Productions like these, which require VR systems that run between $42,000 and $100,000, are as realistic as possible, Brown said. Participants carry actual firearms rejiggered with infrared lasers that recoil to recreate the sensation of live rounds. They can wear bulky training vests that introduce “extreme vibration” if a player is hit by return fire. The storylines play out in vivid, stereoscopic imagery, giving the scenarios an unnerving three-dimensional realism, and some of the more advanced systems incorporate smoke, sirens, or dim lighting, which brightens once participants shine real flashlights on the screen. The company’s most expensive simulator, The Training Lab UltraWorld™, includes a model building with projectors on the walls and ceiling that play out scenarios as the subject moves from room to room.
For all their technological innovations, there is a distinct kitsch quality to these training scenes. The actors, playing a familiar cast of shrieking women, lunatic assailants, and stoic officers, give the stilted performances of a daytime soap star or some supporting character from Grand Theft Auto. “Shit man, did he get her?” one guy says, after shots ring out in a scene called “Auditorium Ambush 2.”
“Our actors will work in several scenarios over the course of a day, two days,” said TI Training production manager Lucy Fisher. “There’s not a lot of ‘find your motivation,’ or ‘here’s your character’s background.’ You don’t need people to get that deep. They just need to represent a moment.”
Though the scenes lack a dramatic score (many are eerily quiet), these recorded snips of dialogue, the movements of the camera, and the frequent gunfire recall the experience of gaming as much as any real-life threat. (The resemblance is not incidental: TI Training’s staff also write, shoot and produce a line of entertainment scenarios, with titles like “Chaos City,” “Zombie Exterminator” and “Wild West Shootout”).

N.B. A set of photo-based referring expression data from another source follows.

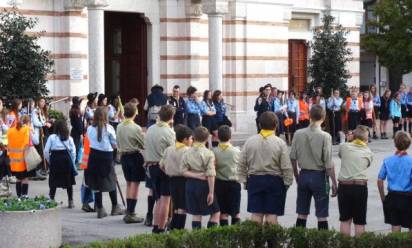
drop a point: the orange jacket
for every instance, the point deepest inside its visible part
(18, 140)
(86, 152)
(304, 110)
(348, 102)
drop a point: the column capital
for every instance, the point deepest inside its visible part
(74, 4)
(215, 7)
(193, 8)
(96, 4)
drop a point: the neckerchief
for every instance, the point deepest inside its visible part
(224, 146)
(198, 145)
(266, 133)
(179, 145)
(162, 124)
(359, 142)
(401, 153)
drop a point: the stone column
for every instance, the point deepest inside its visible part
(96, 44)
(215, 9)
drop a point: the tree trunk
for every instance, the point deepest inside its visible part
(395, 78)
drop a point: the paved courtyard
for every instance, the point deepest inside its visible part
(80, 227)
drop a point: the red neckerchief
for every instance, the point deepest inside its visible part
(401, 153)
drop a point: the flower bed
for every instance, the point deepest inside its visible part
(251, 235)
(29, 223)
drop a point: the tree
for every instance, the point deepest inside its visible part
(327, 66)
(392, 42)
(24, 65)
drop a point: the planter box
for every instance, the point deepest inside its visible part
(40, 229)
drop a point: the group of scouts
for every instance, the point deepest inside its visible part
(188, 174)
(366, 108)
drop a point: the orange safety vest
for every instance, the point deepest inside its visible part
(18, 141)
(86, 152)
(348, 102)
(304, 110)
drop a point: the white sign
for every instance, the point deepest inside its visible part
(76, 74)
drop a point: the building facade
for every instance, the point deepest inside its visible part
(371, 71)
(236, 46)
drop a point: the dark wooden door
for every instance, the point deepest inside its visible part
(126, 56)
(297, 65)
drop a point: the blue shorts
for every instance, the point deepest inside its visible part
(160, 182)
(266, 195)
(314, 184)
(196, 198)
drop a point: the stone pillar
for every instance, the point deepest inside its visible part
(215, 9)
(96, 44)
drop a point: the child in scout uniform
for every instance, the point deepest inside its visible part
(159, 137)
(397, 171)
(200, 192)
(130, 144)
(227, 185)
(312, 151)
(356, 157)
(171, 163)
(265, 167)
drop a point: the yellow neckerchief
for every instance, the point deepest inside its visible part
(198, 145)
(162, 124)
(128, 121)
(266, 133)
(179, 145)
(359, 142)
(224, 145)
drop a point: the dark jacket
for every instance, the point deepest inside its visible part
(181, 109)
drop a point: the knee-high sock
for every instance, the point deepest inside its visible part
(18, 189)
(98, 199)
(70, 193)
(52, 193)
(24, 189)
(113, 197)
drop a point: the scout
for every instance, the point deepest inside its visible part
(397, 170)
(200, 191)
(130, 144)
(159, 137)
(227, 185)
(265, 167)
(356, 157)
(171, 163)
(312, 151)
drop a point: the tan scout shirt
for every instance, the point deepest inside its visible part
(227, 158)
(158, 137)
(355, 160)
(312, 148)
(172, 160)
(130, 137)
(199, 159)
(265, 156)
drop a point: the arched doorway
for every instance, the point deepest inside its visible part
(126, 56)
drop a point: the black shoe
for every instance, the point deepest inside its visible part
(86, 208)
(38, 177)
(148, 221)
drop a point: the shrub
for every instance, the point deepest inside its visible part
(56, 115)
(251, 235)
(26, 204)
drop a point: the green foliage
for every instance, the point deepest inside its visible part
(26, 204)
(56, 115)
(392, 43)
(24, 65)
(327, 66)
(252, 235)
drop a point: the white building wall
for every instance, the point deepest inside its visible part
(255, 44)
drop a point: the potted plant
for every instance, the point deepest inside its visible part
(30, 222)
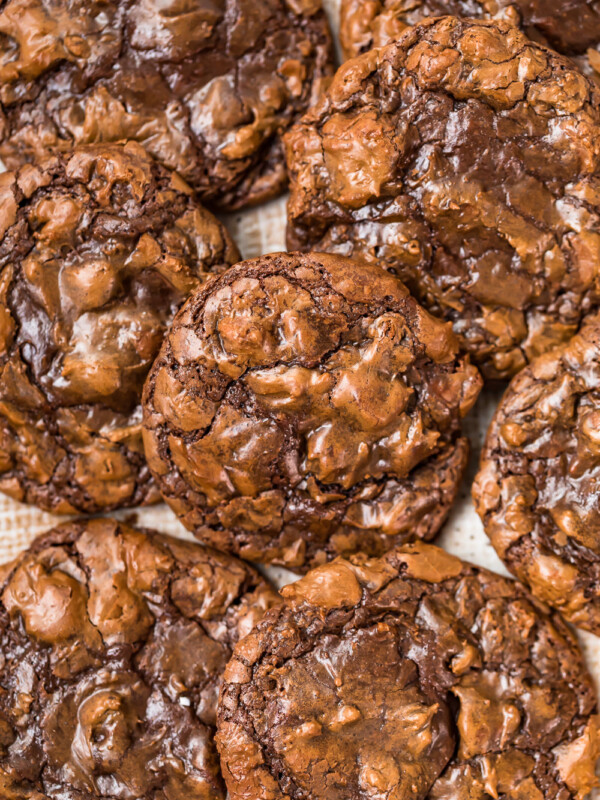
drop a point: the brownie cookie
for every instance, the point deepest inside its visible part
(572, 28)
(304, 406)
(466, 159)
(539, 481)
(207, 86)
(97, 251)
(409, 677)
(113, 643)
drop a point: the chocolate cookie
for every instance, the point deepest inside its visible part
(97, 251)
(305, 405)
(466, 159)
(113, 642)
(572, 28)
(539, 481)
(206, 86)
(409, 677)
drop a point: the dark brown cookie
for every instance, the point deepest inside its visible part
(409, 677)
(206, 86)
(97, 251)
(113, 643)
(571, 28)
(539, 481)
(464, 158)
(304, 406)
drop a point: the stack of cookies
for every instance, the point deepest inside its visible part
(306, 409)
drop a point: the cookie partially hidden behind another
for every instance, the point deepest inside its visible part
(98, 249)
(304, 406)
(207, 86)
(113, 642)
(538, 487)
(571, 28)
(464, 158)
(412, 676)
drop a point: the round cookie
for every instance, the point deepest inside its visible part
(465, 158)
(113, 643)
(98, 249)
(571, 28)
(304, 406)
(539, 480)
(206, 86)
(409, 677)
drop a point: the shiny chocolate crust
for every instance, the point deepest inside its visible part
(113, 643)
(409, 677)
(305, 406)
(465, 158)
(572, 28)
(97, 251)
(205, 85)
(539, 480)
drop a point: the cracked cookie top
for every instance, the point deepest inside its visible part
(207, 86)
(465, 158)
(570, 28)
(98, 249)
(113, 642)
(537, 488)
(412, 676)
(304, 406)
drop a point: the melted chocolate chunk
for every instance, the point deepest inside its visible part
(412, 676)
(304, 406)
(465, 158)
(113, 643)
(207, 86)
(98, 249)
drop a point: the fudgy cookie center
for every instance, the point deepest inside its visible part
(350, 719)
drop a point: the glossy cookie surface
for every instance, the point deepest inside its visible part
(412, 676)
(113, 642)
(464, 158)
(539, 480)
(98, 249)
(207, 86)
(304, 406)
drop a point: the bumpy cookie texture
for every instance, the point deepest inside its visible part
(465, 158)
(304, 406)
(206, 86)
(412, 676)
(113, 642)
(539, 481)
(571, 28)
(97, 251)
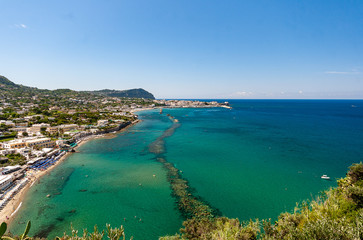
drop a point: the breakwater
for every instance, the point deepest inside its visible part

When role-playing in training simulations, in other words, it’s impossible to shake their cheesy similarity to games like Active Shooter—and that’s part of what makes them so weird. Cast in the video game mold, the simulations take on the cartoonish ethical vernacular of gaming—a bizarre moral clarity, where one-dimensional good guys “put down the bad guy hard and fast,” to borrow Brown’s phrasing. In an age inundated with viral videos of police beatings and grainy body cam footage where unarmed “suspects”—usually minorities—are shot by allegedly well-intentioned officers, these heroic, black-and-white scenarios ring especially false.
(When asked whether the company considered police brutality in the design of their content, Fisher noted that the studio’s job is to “create the use-of-force simulation training videos that our clients want created.” If a scenario were to address misuse of force, in other words, it would have to come at the request of a client).
In Active Shooter, players could take on the role of the assailant, a change in perspective critics found troubling, “appalling” even, in the realm of entertainment. In training simulations, of course, the participant never plays the shooter; the perspective always follows the officer. But the result is no less disconcerting. While the former offended because of its ambivalence—because it portrayed officer and aggressor as interchangeable equals—the latter is almost creepier, precisely because it doesn’t.